En tout cas, au moins la moitié ou jusqu'à trois quarts d'entre eux s'identifient comme juifs. Malgré la coïncidence et la fragmentation du matériel, cela peut être considéré comme un indice indéniable d'une proportion élevée - quelle que soit la taille - de la population juive, certainement supérieure à celle des autres groupes de population du village (principalement Grecs ou Hellénistes; les Égyptiens sont pratiquement inhabités à cette époque).

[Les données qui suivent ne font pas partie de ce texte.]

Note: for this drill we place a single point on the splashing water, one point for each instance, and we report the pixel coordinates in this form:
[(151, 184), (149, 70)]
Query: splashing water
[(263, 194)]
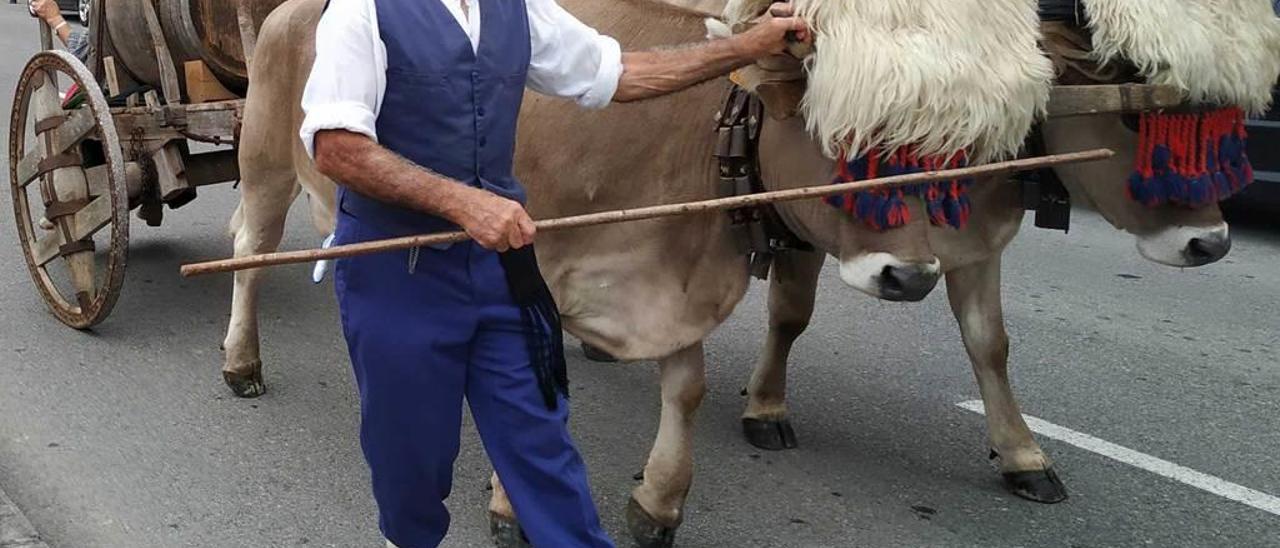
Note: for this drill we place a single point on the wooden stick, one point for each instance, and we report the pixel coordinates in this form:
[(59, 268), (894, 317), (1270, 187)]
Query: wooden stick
[(645, 213)]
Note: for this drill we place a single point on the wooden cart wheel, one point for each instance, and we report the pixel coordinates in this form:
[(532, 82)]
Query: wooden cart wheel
[(69, 195)]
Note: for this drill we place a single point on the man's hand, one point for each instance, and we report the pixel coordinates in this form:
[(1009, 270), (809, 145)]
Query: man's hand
[(653, 73), (771, 32), (497, 223), (48, 10)]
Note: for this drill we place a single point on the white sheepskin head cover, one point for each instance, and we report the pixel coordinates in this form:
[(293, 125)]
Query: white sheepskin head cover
[(1220, 51), (938, 74)]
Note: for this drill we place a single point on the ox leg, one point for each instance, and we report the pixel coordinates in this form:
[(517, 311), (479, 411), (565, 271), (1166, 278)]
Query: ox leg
[(974, 293), (503, 528), (657, 507), (791, 296), (265, 201)]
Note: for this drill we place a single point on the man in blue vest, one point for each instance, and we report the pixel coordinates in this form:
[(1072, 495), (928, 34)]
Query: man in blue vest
[(411, 108)]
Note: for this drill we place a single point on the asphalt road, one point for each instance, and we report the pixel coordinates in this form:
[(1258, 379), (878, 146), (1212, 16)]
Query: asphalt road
[(126, 437)]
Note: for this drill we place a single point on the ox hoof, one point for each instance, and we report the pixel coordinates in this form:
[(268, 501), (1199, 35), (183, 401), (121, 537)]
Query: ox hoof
[(769, 434), (246, 384), (1038, 485), (598, 355), (647, 531), (506, 533)]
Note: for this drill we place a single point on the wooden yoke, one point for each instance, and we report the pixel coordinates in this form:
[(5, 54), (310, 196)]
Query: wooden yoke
[(1111, 99)]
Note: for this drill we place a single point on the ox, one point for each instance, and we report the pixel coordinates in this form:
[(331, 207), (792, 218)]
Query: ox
[(1225, 58), (654, 290)]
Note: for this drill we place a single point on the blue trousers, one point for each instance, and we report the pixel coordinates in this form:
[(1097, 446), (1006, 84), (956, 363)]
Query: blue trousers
[(421, 341)]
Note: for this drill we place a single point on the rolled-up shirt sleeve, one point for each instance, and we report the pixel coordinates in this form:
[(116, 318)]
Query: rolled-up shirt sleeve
[(570, 59), (344, 90)]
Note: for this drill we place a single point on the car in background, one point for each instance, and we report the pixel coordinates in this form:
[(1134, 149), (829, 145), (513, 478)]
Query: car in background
[(1260, 202), (80, 8)]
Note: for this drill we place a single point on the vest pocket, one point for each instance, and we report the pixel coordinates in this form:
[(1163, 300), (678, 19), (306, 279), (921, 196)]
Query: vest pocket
[(417, 78)]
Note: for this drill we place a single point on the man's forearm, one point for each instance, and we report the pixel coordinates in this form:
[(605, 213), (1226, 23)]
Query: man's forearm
[(653, 73), (366, 167)]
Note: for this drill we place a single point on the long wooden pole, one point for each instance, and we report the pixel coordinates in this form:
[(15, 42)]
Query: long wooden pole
[(645, 213)]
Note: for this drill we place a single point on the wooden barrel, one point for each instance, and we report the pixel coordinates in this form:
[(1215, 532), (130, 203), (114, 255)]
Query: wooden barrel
[(204, 30)]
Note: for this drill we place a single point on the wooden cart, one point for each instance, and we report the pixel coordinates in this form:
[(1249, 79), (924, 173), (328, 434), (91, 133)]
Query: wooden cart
[(78, 164)]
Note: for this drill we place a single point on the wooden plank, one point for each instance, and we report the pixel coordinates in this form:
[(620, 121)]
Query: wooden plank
[(113, 78), (28, 165), (202, 86), (77, 126), (211, 168), (248, 33), (99, 179), (218, 120), (1130, 97), (88, 220), (168, 73), (170, 173)]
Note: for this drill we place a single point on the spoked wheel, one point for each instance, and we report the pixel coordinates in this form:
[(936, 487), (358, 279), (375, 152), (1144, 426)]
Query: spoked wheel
[(69, 196)]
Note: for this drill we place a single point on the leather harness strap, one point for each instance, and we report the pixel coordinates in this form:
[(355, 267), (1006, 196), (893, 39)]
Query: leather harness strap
[(759, 231)]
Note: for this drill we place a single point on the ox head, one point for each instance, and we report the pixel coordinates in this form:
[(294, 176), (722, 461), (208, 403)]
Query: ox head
[(896, 76), (892, 265), (1215, 55), (1169, 233)]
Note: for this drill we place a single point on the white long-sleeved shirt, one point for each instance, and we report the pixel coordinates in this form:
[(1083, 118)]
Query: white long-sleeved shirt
[(348, 78)]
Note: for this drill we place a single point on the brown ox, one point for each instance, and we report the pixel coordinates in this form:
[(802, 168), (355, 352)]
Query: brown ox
[(654, 290)]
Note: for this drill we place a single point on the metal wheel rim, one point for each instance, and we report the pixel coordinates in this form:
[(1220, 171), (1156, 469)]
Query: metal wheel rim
[(113, 279)]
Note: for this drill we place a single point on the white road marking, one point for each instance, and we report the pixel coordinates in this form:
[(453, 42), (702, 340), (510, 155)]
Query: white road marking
[(1174, 471)]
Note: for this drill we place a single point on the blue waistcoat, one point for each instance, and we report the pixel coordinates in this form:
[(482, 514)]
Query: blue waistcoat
[(447, 108)]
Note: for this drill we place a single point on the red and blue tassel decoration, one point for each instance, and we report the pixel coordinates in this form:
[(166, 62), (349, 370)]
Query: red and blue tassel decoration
[(945, 201), (1191, 159)]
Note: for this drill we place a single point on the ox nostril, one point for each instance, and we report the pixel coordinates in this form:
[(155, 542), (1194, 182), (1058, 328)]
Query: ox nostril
[(890, 281), (910, 283), (1202, 251)]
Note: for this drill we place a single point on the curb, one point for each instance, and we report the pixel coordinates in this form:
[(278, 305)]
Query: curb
[(16, 531)]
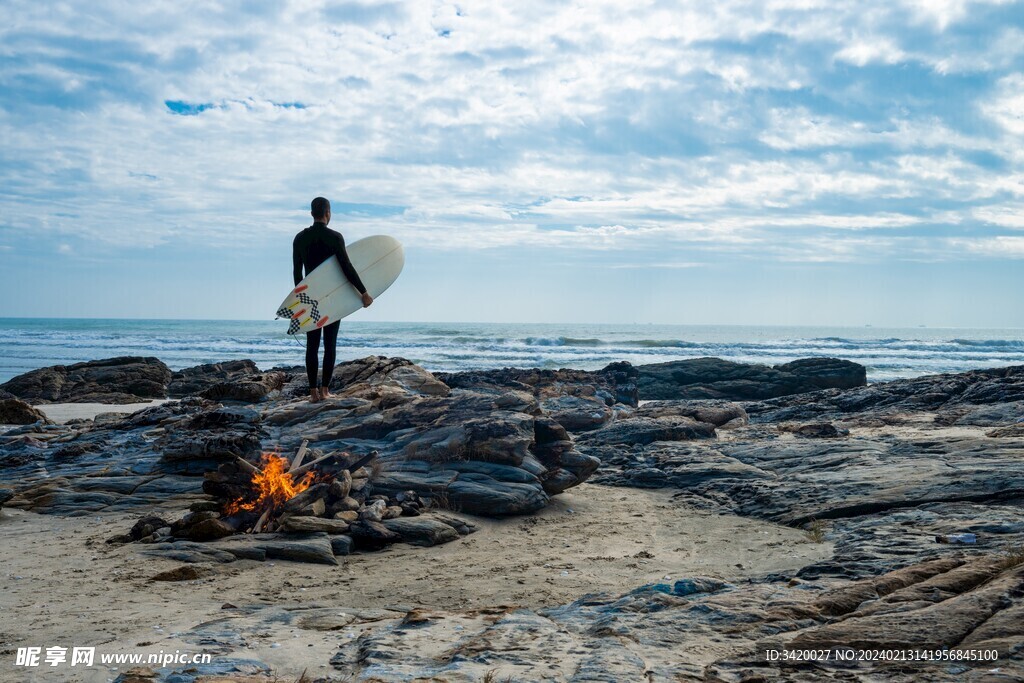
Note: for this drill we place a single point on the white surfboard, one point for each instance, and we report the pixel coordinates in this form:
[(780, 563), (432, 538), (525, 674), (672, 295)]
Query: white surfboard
[(326, 296)]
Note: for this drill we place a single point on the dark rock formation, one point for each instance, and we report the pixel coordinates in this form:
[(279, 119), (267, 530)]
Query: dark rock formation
[(491, 452), (955, 396), (194, 381), (716, 378), (14, 412), (613, 384), (123, 380), (249, 389)]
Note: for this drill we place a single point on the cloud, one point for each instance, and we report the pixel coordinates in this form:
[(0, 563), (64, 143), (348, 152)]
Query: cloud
[(873, 132)]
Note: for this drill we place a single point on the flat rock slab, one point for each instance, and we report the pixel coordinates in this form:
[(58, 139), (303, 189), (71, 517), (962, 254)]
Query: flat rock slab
[(314, 548)]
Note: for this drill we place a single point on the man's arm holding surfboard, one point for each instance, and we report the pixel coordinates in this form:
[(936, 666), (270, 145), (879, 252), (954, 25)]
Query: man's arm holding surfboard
[(349, 270)]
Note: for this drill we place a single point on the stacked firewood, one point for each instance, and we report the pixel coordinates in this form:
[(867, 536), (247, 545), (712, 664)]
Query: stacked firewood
[(310, 492)]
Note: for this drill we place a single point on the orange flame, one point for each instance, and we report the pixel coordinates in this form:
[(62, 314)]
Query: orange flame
[(273, 484)]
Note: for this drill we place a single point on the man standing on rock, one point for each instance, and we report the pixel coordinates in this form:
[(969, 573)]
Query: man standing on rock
[(311, 247)]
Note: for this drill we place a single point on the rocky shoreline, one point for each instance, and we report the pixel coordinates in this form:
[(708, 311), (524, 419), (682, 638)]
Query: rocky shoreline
[(880, 472)]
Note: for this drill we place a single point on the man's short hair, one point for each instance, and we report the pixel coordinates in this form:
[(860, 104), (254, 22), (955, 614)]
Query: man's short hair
[(318, 207)]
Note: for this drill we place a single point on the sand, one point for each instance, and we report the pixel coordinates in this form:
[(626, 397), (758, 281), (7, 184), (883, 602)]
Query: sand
[(64, 586)]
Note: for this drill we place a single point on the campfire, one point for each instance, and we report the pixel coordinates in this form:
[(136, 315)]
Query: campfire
[(332, 494), (265, 497)]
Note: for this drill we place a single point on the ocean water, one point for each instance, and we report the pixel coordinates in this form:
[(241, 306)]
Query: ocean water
[(887, 352)]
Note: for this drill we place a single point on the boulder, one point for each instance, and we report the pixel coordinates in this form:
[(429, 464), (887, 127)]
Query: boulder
[(422, 530), (121, 380), (717, 378), (718, 413), (15, 412), (577, 413), (613, 384), (954, 396), (249, 389), (640, 431)]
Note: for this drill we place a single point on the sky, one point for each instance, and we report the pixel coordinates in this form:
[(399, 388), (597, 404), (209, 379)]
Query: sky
[(788, 162)]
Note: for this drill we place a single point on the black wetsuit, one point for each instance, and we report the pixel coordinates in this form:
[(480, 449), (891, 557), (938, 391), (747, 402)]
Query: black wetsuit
[(311, 247)]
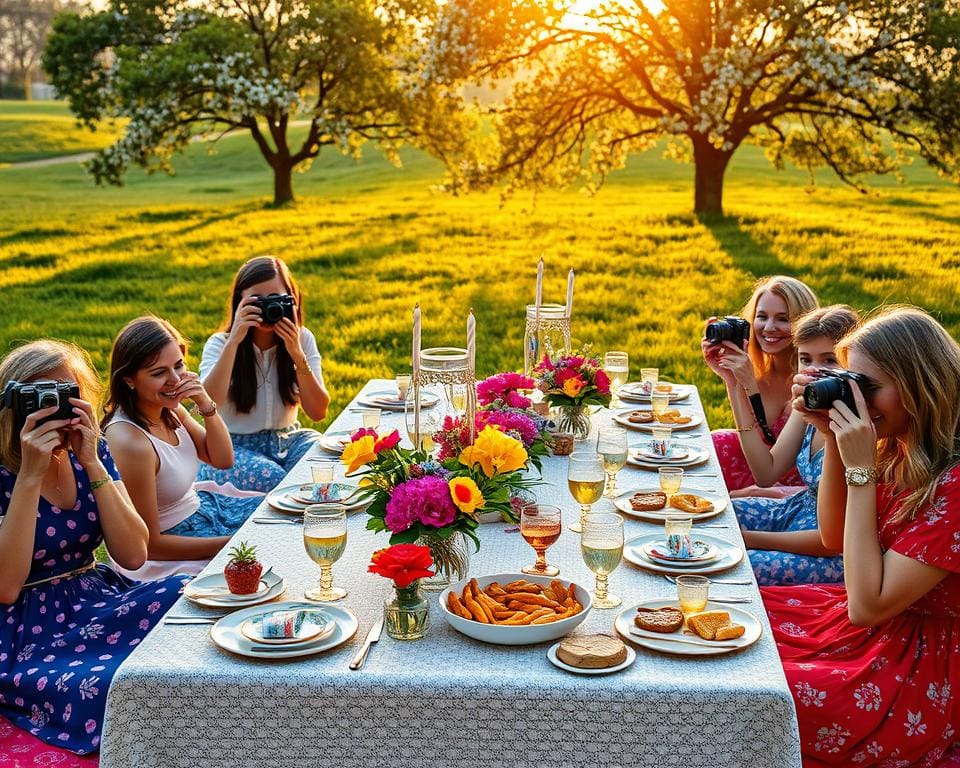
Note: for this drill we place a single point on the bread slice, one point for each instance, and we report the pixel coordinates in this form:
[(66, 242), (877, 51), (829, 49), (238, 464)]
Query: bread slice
[(592, 651), (706, 623)]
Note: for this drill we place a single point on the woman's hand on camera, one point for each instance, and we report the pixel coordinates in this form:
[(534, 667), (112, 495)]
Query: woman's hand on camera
[(37, 443), (246, 317), (856, 435), (289, 333), (84, 434)]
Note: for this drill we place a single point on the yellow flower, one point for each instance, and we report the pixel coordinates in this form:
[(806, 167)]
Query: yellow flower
[(358, 453), (466, 495), (494, 452)]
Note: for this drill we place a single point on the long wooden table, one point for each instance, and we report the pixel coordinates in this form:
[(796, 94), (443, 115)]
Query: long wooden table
[(447, 700)]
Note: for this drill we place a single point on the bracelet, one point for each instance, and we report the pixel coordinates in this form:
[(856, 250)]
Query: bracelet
[(94, 484)]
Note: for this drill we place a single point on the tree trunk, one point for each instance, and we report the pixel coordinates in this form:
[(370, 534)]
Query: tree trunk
[(710, 165), (282, 182)]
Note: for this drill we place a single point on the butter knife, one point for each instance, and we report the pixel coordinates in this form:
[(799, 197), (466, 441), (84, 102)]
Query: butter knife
[(373, 634)]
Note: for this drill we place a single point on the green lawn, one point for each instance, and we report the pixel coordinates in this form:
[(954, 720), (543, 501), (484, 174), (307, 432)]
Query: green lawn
[(367, 241)]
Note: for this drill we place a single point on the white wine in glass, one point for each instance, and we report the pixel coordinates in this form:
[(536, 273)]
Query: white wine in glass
[(612, 448), (585, 478), (324, 539), (601, 545)]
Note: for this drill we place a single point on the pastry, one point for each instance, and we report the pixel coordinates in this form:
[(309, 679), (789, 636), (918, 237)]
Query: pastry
[(592, 651), (648, 502), (691, 503), (663, 620)]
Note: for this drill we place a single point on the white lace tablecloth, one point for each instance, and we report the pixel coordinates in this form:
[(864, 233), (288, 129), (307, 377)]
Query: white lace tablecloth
[(447, 700)]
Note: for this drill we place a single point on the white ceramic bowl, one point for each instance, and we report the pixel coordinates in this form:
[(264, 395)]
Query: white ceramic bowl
[(524, 634)]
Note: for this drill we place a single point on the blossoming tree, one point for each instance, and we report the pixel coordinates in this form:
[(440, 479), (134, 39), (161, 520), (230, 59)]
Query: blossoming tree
[(851, 85), (340, 71)]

CPJ I S. 13; siehe dazu Kasher, a.a.O. S. 40ff., wo er die Meinung von Tcherikover kritisiert. 9. Aspects du village Que nous apprennent encore les Juifs de Samarie? Les documents, qu'ils concernent des civils ou des soldats, rapportent la propriété, le loyer et le bail, l'élevage, les paiements et les reçus de paiements d'intérêts et d'impôts et, dans un cas, l'octroi d'un quartier; Toutes ces choses qui se trouvent souvent dans les papyrus et qui ne diffèrent en rien de la vie quotidienne du reste de la population égyptienne. Les deux textes relatifs à un reçu de complément sont également cités. La restitution d'un cadeau de communion (CPR XVIII 8 et 9) n'est pas exceptionnelle: Kramer note dans l'introduction au n° 8: "L'honneur des Grecs en Égypte ptolémienne est devenu, comme le montrent nos textes 8 et 9, également reconnu par les Juifs établis en Égypte... L'adaptation à l'usage du droit grec se manifeste déjà par l'utilisation de la langue grecque et l'utilisation ou le respect de la réglementation de l'enregistrement des documents...

Letzeres gilt auch für die

les documents mentionnés ci-dessus, mais aussi pour les 5 textes juridiques reçus; ou

Entrées auprès du roi ou des autorités compétentes. Il n'y a pas non plus d'indications juives particulières dans le cas de l'épouse (Papyrus de la Samarie 15). Au contraire, les textes prouvent sans équivoque que les Juifs agissaient et réagissaient de la même façon que les Grecs ou les Hellénisés, dont ils faisaient partie.

Il n'y a pas, comme dans le cas de l'armée, de

Les Samaritains trouvent des indices sur leurs propres structures juridiques juives,

Il s'agit bien entendu d'une question d'ordre administratif, culturel ou religieux.

L'objectif est d'obtenir des résultats satisfaisants et d'obtenir des résultats satisfaisants.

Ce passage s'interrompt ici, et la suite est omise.